Analytics Page: Average Time Spent in Each Stage Chart

Overview
The Average Time Spent in Each Stage chart shows how long deals typically remain in each sales stage, comparing won deals to lost deals. It helps identify where deals tend to progress efficiently versus where they are more likely to stall or break down.
This view is useful for understanding stage-level friction and for spotting stages that may require tighter process control, better enablement, or clearer exit criteria.
How to Read the Chart
- Each stage represents a stage in your sales process.
- Bars show the average number of days deals spend in that stage.
- Won and lost deals are shown side by side for comparison.
- Longer durations in lost deals often indicate increased risk or stalled momentum.
For example, when lost deals consistently spend more time in a specific stage than won deals, that stage may represent a common point of friction.
What This Chart Is (and Isn’t)
This chart is:
- A way to identify stages where deals slow down
- A comparison of deal velocity between wins and losses
- Useful for detecting process inefficiencies or risk zones
This chart is not:
- A guarantee that spending more time in a stage will result in a loss
- A measure of individual rep performance
- A substitute for deal-level inspection
How Sales Ops Should Use This
- Identify stages where lost deals spend significantly more time
- Review stage exit criteria and required activities for those stages
- Inform enablement and coaching around common stall points
- Use stage duration as an input into deal health and forecast confidence
For example, if lost deals consistently linger in evaluation or redlines, this may signal unclear ownership, misaligned stakeholders, or unresolved objections.
Sales Ops – Recommended Actions
Stage Health & Deal Reviews
- Flag deals that exceed typical time-in-stage benchmarks.
- Require manager review when deals stall in historically high-risk stages.
Process & Enablement
- Tighten exit criteria for stages with high loss-related duration.
- Equip reps with clearer guidance, assets, or escalation paths for those stages.
Forecast Discipline
- Reduce forecast confidence for deals that significantly exceed average stage duration.

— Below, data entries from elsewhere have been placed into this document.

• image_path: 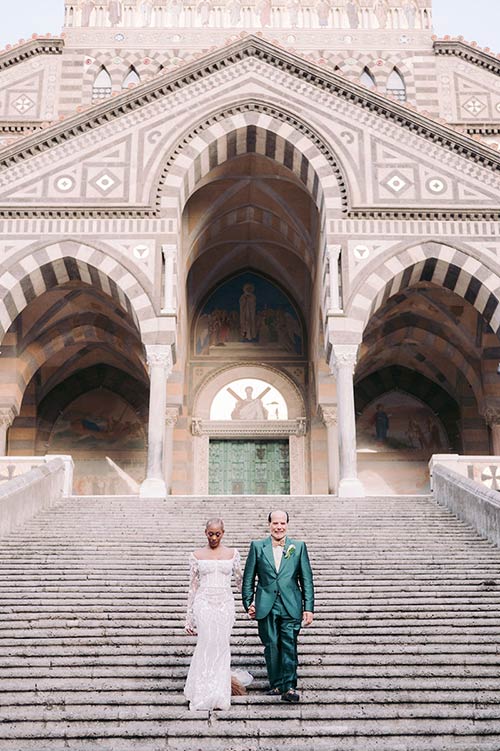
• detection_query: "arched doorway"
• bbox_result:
[192,363,307,495]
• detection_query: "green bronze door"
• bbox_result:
[209,440,290,495]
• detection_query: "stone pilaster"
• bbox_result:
[0,407,16,456]
[140,345,173,498]
[320,404,339,495]
[164,407,179,495]
[330,344,365,498]
[483,404,500,456]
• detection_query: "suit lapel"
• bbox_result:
[264,537,281,573]
[278,537,294,576]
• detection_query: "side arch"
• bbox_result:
[0,241,157,344]
[346,242,500,336]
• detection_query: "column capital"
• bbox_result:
[319,404,338,428]
[146,344,174,376]
[165,407,179,428]
[481,404,500,428]
[161,243,177,258]
[330,344,359,375]
[0,407,17,428]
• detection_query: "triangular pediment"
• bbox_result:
[0,36,500,216]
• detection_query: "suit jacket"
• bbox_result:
[241,537,314,620]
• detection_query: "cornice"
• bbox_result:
[434,39,500,75]
[0,37,64,71]
[0,35,500,221]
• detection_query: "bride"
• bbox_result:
[184,519,252,710]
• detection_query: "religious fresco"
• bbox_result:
[47,389,146,495]
[210,378,288,420]
[357,391,450,495]
[194,272,304,359]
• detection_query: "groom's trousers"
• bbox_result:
[258,597,301,692]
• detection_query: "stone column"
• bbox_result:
[326,245,342,313]
[330,344,365,498]
[161,245,177,315]
[164,407,179,495]
[0,407,16,456]
[140,345,172,498]
[483,405,500,456]
[320,404,339,495]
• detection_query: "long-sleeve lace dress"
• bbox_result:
[184,550,252,710]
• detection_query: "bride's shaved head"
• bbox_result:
[205,516,224,532]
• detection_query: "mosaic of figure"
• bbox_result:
[195,272,303,356]
[227,0,241,26]
[345,0,360,29]
[80,0,95,26]
[108,0,122,26]
[227,386,271,420]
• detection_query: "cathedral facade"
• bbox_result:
[0,0,500,496]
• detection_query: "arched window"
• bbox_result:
[122,65,141,89]
[92,65,111,102]
[386,68,406,102]
[359,68,376,89]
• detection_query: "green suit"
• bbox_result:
[242,537,314,692]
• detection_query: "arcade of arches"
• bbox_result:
[0,14,500,497]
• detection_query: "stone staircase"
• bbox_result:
[0,497,500,751]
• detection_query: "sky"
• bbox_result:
[0,0,500,52]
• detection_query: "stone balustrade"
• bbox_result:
[0,456,73,536]
[430,455,500,546]
[65,0,432,30]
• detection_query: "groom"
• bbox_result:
[242,511,314,702]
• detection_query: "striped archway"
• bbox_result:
[0,241,157,344]
[157,102,347,219]
[346,242,500,335]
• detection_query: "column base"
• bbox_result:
[338,477,366,498]
[139,477,167,498]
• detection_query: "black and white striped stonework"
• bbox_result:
[348,243,500,333]
[0,241,156,343]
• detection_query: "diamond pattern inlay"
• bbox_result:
[14,94,35,114]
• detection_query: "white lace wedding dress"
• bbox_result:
[184,550,252,710]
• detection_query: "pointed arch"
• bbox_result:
[155,102,348,218]
[0,241,157,344]
[122,65,141,89]
[386,67,406,102]
[359,67,377,89]
[346,242,500,336]
[92,65,113,102]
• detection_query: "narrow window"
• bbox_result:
[387,68,406,102]
[359,68,376,89]
[122,65,141,89]
[92,65,111,102]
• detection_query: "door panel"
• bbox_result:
[209,440,290,495]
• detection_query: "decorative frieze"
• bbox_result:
[191,417,307,438]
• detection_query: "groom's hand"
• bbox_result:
[302,610,314,626]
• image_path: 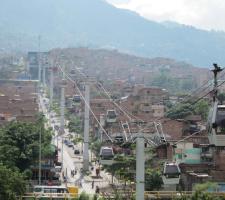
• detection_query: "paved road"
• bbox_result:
[40,94,111,194]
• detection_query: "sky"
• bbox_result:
[106,0,225,31]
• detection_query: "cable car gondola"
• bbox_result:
[208,101,225,146]
[106,110,117,123]
[100,147,114,165]
[73,95,81,105]
[162,162,181,185]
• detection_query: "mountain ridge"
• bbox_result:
[0,0,225,67]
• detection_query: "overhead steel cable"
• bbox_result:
[58,66,113,142]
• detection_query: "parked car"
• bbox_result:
[74,149,80,155]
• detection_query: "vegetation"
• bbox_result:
[68,116,83,134]
[176,182,225,200]
[0,164,26,200]
[0,117,51,200]
[145,168,163,191]
[150,69,197,94]
[218,93,225,104]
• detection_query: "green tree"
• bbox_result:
[145,169,163,191]
[68,116,82,134]
[0,164,26,200]
[218,93,225,104]
[0,120,51,171]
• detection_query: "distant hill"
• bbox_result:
[50,48,212,94]
[0,0,225,67]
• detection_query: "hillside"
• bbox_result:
[0,0,225,67]
[51,48,210,93]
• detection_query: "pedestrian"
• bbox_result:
[95,186,100,194]
[95,168,100,177]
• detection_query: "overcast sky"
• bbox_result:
[107,0,225,31]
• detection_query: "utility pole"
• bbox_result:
[38,35,41,92]
[60,65,66,134]
[50,66,54,108]
[83,80,90,171]
[42,56,46,88]
[136,137,145,200]
[38,125,42,185]
[211,63,223,102]
[57,63,66,168]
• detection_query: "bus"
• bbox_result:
[34,185,78,198]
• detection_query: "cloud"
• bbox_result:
[107,0,225,30]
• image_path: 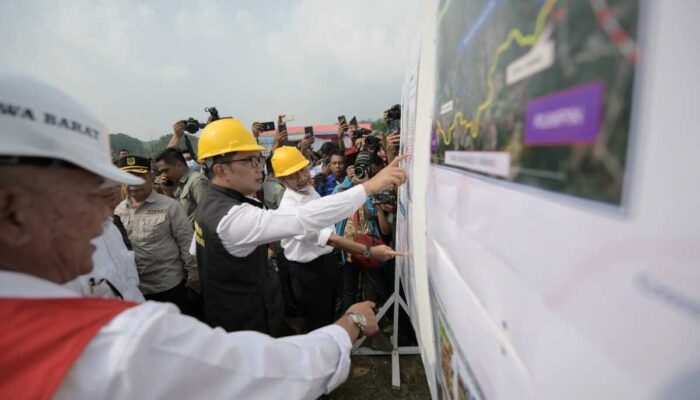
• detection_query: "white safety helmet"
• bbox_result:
[0,73,143,185]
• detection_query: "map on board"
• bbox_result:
[431,0,639,205]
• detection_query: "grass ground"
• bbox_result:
[330,355,430,400]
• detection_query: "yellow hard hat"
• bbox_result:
[199,118,265,162]
[272,146,309,177]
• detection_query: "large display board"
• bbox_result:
[402,0,700,400]
[432,0,639,204]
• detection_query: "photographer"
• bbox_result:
[156,148,209,224]
[336,151,391,309]
[319,150,345,197]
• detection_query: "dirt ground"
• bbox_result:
[329,355,430,400]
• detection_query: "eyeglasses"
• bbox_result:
[219,156,265,168]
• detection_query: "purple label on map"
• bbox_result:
[525,82,604,145]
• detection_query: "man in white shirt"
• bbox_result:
[64,185,146,302]
[195,118,406,336]
[0,74,378,399]
[272,146,400,332]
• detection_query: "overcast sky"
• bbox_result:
[0,0,423,139]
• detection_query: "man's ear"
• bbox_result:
[0,187,31,247]
[212,164,233,177]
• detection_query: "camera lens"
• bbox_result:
[185,118,200,134]
[355,165,369,179]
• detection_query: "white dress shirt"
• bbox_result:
[216,185,367,257]
[278,187,335,263]
[0,271,352,400]
[64,217,146,302]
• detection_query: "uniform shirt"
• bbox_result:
[278,187,333,263]
[0,271,352,400]
[216,185,367,257]
[173,171,209,224]
[64,218,145,302]
[263,175,285,210]
[114,190,199,294]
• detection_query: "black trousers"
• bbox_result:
[143,281,201,319]
[289,253,340,332]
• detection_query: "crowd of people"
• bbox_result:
[0,75,406,398]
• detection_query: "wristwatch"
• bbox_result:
[345,311,367,336]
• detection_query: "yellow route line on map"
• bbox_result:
[435,0,557,145]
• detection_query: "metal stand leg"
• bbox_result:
[352,271,420,390]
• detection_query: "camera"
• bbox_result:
[365,134,382,152]
[354,151,372,179]
[184,117,207,134]
[374,190,396,204]
[183,107,228,135]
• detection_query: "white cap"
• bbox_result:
[0,73,143,185]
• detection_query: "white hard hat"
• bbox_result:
[0,73,143,185]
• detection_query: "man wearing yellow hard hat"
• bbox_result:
[0,73,403,400]
[272,146,400,332]
[195,118,406,336]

- Use time-in-stage trends to challenge commit assumptions.
Trend Monitoring
- Track changes in stage duration over time.

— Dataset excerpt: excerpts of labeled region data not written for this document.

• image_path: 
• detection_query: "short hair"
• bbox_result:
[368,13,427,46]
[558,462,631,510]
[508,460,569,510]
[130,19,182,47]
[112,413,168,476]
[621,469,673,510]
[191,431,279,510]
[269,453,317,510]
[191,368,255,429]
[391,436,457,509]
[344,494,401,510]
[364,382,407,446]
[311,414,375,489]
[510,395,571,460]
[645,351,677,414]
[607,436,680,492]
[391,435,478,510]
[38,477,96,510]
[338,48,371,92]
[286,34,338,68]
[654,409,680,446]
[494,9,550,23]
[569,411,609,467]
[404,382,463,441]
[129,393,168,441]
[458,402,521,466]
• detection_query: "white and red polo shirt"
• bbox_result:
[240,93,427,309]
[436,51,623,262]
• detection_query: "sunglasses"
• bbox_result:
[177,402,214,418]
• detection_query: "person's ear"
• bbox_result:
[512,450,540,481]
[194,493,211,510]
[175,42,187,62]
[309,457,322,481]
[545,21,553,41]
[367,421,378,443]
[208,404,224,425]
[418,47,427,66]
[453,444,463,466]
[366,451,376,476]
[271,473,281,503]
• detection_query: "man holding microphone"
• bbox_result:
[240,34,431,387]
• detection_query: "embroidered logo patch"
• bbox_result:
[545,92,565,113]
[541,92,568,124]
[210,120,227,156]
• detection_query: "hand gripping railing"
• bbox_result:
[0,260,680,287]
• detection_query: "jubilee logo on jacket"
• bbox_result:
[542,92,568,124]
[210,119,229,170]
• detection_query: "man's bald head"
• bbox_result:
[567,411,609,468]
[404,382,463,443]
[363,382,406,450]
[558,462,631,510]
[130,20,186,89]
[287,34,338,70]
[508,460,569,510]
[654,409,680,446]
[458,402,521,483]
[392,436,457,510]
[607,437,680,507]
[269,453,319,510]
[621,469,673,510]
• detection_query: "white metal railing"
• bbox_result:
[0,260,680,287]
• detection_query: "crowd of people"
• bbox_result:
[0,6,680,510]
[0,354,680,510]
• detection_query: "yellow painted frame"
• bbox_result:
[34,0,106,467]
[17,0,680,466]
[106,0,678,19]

- Treat sustained increases as signals to revisit sales process design or expectations.
Important Interpretation Notes
- This chart shows averages, not guarantees. Individual deals may vary significantly.
- Longer time in a stage does not automatically cause deal loss, but it may indicate increased risk.
- Results depend on how sales stages are defined and used in your CRM.
- Always interpret this data alongside deal context, activity history, and qualitative insights.